A bigger problem for some will be the E-300’s looks. While aesthetics aren’t everything, this is clearly the ugliest digital SLR we’ve seen. It’s longer and shorter than others because of the odd mirror system, which directs the image to the side before upwards, resulting in an off-centre optical viewfinder. It’s also the heaviest here, tipping the scales at 935g.
The 14-45mm kit lens may sound wider than others, but this is due to the 2x focal length multiplier – it’s 28-90mm in 35mm terms. Oddly, focus isn’t truly manual – the ring is electronic and you have to use the menu to switch focus modes. It works, but takes longer to focus than others. The final gripe is the lack of a full printed manual – you’ll have to view the manual on CD for advanced functions.

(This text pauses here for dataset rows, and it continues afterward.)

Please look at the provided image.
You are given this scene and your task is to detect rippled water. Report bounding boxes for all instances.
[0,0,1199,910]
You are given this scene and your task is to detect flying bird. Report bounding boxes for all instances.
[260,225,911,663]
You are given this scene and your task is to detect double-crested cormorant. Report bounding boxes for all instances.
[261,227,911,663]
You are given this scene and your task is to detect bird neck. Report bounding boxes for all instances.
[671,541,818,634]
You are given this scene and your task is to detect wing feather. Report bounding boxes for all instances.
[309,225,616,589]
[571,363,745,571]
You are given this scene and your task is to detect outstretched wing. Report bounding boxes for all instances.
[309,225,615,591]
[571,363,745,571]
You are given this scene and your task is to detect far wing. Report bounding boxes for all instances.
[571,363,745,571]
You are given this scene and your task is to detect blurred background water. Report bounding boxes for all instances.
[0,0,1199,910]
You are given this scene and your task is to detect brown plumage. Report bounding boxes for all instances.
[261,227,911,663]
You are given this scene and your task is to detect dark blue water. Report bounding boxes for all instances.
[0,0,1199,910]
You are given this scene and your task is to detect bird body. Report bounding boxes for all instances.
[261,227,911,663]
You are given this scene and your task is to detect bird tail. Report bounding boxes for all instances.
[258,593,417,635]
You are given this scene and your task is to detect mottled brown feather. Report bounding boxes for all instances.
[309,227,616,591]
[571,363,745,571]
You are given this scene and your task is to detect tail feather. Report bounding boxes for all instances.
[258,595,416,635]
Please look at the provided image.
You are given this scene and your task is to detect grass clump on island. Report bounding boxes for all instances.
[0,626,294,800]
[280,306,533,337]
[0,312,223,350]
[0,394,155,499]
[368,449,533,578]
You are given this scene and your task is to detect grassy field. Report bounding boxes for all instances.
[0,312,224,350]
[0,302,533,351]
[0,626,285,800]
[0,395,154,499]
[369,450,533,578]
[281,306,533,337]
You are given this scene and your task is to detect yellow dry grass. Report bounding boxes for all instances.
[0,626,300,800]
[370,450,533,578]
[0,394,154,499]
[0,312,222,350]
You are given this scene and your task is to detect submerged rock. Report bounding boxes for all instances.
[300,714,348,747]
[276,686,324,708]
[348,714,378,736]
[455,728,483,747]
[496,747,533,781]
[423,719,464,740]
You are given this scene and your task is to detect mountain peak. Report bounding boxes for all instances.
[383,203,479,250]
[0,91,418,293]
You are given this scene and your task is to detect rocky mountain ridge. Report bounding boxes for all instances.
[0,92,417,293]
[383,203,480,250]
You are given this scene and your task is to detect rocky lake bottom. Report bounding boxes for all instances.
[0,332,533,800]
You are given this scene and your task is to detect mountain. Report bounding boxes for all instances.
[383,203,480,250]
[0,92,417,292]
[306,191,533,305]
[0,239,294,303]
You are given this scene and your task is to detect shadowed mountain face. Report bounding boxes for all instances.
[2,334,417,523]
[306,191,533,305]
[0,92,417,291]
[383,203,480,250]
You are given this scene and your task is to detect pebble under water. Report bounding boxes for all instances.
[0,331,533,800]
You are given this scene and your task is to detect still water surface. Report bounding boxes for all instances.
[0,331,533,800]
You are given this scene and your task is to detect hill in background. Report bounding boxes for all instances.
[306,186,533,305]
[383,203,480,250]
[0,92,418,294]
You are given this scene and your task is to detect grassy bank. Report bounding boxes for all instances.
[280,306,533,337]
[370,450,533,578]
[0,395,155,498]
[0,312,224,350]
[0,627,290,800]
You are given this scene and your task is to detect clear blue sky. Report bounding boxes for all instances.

What we do like is the exposure and other information shown on the 1.8in TFT. Every oft-used setting can be changed without trawling through menus – you simply hold down the relevant button and rotate the jog dial. It’s only a shame the dial is on the back rather than the front: your thumb can’t hold down a button on the right as well as rotate the wheel.
We also like the self-cleaning sensor, which literally shakes any dust off. This is good news, as it means there’s less chance of you damaging the sensor. Like the Dynax 5D, you can choose a colour temperature from a range, but we found the auto white balance did a good job.
However, image quality was average. Resolution was disappointing considering the 8-megapixel sensor; the Canon’s images were much sharper. Colours and saturation were fine, but in low light, the E-300 always wanted to underexpose images. You have to enable the ISO boost option in the menu to access anything over ISO 400, and we can see why. Noise at ISO 800 was more pronounced than others – we’d only use images taken at up to ISO 400.
Ultimately, there’s no contest between the Olympus and Nikon. The D50 has better image quality, is lighter and offers a wider choice of lenses.